Yves Bonnefoy

 

 

 

Trois poèmes  de Yves Bonnefoy extraits de

 Début et fin de la neige -  Editions Le Mercure de France

 

 

 

 

 

DE  NATURA  RERUM

 

 

Lucrèce le savait :

Ouvre le coffre,

Tu verras, il est plein de neige

Qui tourbillonne.

 

 

Et parfois deux flocons

Se rencontrent, s’unissent,

Ou bien l’un se détourne, gracieusement

Dans son peu de mort.

 

 

D’où vient qu’il fasse clair

Dans quelques mots

Quand l’un n’est que la nuit,

L’autre, qu’un rêve?

 

 

D’où viennent ces deux ombres

Qui vont, riant,

Et l’une emmitouflée

D’une laine rouge?

           

in Début et Fin de la  Neige © Le Mercure de France

 

 

 

 

LES  FLAMBEAUX

 

 

Neige

Qui as cessé de donner, qui n’es plus

Celle qui vient mais celle qui attend

En silence, ayant apporté mais sans qu’encore

On ait pris, et pourtant, toute la nuit,

Nous avons aperçu, dans l’embuement

Des vitres parfois même ruisselantes,

Ton étincellement sur la grande table.

 

Neige, notre chemin,

Immaculé encore, pour aller prendre

Sous les branches courbées et comme attentives

Ces flambeaux, ce qui est, qui ont paru

Un à un, et brûlé, mais semblent s’éteindre

Comme aux yeux du désir quand il accède

Aux biens dont il rêvait (car c’est souvent

Quand tout se dénouerait peut-être, que s’efface

En nous de salle en salle le reflet

Du ciel, dans les miroirs), ô neige, touche

Encore ces flambeaux, renflamme-les

Dans le froid de cette aube; et qu’à l’exemple

De tes flocons qui déjà les assaillent

De leur insouciance, feu plus clair,

Et malgré tant de fièvre dans la parole

Et tant de nostalgie dans le souvenir,

Nos mots ne cherchent plus les autres mots mais les

    avoisinent,

Passent auprès d’eux, simplement,

Et si l’un en a frôlé un, et s’ils s’unissent,

Ce ne sera qu’encore ta lumière,

Notre brièveté qui se dissémine,

L’écriture qui se dissipe, sa tâche faite.

 

(Et tel flocon s’attarde, on le suit des yeux,

On aimerait le regarder toujours,

Tel autre s’est posé sur la main offerte.

 

Et tel plus lent et comme égaré s’éloigne

Et tournoie, puis revient.
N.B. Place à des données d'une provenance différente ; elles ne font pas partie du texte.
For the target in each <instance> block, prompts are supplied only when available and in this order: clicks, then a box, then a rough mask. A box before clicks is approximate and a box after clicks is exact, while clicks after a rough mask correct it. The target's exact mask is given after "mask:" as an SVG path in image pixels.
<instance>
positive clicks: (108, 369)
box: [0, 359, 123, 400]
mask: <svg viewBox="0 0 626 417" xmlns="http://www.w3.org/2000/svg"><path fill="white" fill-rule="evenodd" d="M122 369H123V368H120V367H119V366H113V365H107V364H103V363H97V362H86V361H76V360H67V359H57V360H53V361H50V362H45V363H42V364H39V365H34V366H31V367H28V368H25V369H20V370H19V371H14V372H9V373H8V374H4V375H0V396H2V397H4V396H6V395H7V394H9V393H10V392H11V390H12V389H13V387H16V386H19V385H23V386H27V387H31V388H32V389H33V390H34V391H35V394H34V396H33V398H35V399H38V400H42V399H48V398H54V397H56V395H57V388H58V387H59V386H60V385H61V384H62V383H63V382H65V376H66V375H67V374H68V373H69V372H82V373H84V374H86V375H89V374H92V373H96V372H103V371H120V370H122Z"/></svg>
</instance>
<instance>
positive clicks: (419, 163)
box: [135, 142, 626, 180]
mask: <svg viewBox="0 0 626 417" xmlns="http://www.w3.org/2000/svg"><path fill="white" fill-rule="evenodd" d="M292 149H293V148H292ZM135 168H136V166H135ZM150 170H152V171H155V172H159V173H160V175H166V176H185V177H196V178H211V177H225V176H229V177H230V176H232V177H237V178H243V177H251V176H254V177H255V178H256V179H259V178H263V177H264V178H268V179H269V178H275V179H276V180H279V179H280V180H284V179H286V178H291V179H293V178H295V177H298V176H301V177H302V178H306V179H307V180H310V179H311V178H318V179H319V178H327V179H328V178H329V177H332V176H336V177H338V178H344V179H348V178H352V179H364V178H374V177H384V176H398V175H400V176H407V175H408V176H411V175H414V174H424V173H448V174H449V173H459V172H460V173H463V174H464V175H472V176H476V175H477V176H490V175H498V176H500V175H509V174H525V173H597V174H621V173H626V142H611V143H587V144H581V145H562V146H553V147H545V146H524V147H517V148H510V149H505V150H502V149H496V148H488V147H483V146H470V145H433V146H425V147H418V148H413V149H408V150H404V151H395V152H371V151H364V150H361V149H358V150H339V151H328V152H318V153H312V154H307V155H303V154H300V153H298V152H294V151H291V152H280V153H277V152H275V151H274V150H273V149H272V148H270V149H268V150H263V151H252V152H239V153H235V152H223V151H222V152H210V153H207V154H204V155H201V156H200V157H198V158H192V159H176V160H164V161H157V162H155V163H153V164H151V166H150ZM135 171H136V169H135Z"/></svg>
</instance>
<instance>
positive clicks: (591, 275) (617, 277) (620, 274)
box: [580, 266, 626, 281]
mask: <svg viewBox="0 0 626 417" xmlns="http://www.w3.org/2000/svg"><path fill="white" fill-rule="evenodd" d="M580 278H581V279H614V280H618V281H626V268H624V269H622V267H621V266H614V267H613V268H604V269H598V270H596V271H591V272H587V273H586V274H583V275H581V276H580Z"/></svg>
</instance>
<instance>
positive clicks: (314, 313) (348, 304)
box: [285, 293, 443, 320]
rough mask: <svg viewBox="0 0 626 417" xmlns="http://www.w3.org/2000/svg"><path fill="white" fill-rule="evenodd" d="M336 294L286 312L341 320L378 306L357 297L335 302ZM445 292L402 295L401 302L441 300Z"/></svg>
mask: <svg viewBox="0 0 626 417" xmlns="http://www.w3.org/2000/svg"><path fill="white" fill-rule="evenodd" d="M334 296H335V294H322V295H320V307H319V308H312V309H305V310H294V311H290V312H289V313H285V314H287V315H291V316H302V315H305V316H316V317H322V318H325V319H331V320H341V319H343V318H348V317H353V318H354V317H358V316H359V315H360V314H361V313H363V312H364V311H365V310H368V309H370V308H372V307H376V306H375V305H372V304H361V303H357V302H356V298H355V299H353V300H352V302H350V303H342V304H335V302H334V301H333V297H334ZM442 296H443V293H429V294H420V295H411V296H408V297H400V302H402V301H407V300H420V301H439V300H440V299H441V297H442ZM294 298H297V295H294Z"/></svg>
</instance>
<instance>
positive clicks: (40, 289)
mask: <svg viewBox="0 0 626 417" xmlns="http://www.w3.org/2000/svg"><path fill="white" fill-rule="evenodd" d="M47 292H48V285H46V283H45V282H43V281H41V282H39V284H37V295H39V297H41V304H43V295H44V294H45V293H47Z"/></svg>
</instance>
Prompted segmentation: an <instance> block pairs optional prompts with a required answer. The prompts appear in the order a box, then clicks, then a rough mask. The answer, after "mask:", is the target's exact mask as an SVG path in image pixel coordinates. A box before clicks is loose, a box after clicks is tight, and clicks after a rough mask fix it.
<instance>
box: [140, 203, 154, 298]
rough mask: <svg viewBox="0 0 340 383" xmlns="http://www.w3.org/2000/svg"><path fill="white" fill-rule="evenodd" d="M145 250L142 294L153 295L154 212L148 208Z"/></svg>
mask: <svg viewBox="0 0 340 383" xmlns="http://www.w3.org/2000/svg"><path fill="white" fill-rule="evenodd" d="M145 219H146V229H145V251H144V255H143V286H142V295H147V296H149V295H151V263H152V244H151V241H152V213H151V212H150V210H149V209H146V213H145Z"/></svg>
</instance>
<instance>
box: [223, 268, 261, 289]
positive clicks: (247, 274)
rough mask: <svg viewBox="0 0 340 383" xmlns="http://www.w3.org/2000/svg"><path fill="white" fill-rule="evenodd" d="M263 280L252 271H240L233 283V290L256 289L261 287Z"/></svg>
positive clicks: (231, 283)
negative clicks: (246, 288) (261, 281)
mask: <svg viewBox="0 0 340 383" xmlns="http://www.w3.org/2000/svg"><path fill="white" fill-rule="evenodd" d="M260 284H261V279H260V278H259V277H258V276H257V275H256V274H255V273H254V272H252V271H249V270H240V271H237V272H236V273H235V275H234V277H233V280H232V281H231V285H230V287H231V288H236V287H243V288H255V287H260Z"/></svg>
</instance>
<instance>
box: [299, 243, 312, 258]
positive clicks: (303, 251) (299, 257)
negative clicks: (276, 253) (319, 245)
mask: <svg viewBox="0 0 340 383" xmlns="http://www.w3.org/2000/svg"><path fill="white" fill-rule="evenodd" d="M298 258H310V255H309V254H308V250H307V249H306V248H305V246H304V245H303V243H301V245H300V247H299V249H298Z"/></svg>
Et n’est-ce dire

Qu’un mot, un autre mot encore, à inventer,

Rédimerait le monde ? Mais on ne sait

Si on entend ce mot ou si on le rêve).

      

 

in Début et Fin de la Neige © Le Mercure de France

 

 

 

                                                                                                                                             LA  CHARRUE

 

 

Cinq heures. La neige encore. J’entends des voix

À l’avant du monde.

 

Une charrue

Comme une lune au troisième quartier

Brille, mais la recouvre

La nuit d’un pli de la neige.

 

Et cet enfant

A toute la maison pour lui, désormais. Il va

D’une fenêtre à l’autre. Il presse

Ses doigts contre la vitre. Il voit

Des gouttes se former là où il cesse

D’en pousser la buée vers le ciel qui tombe.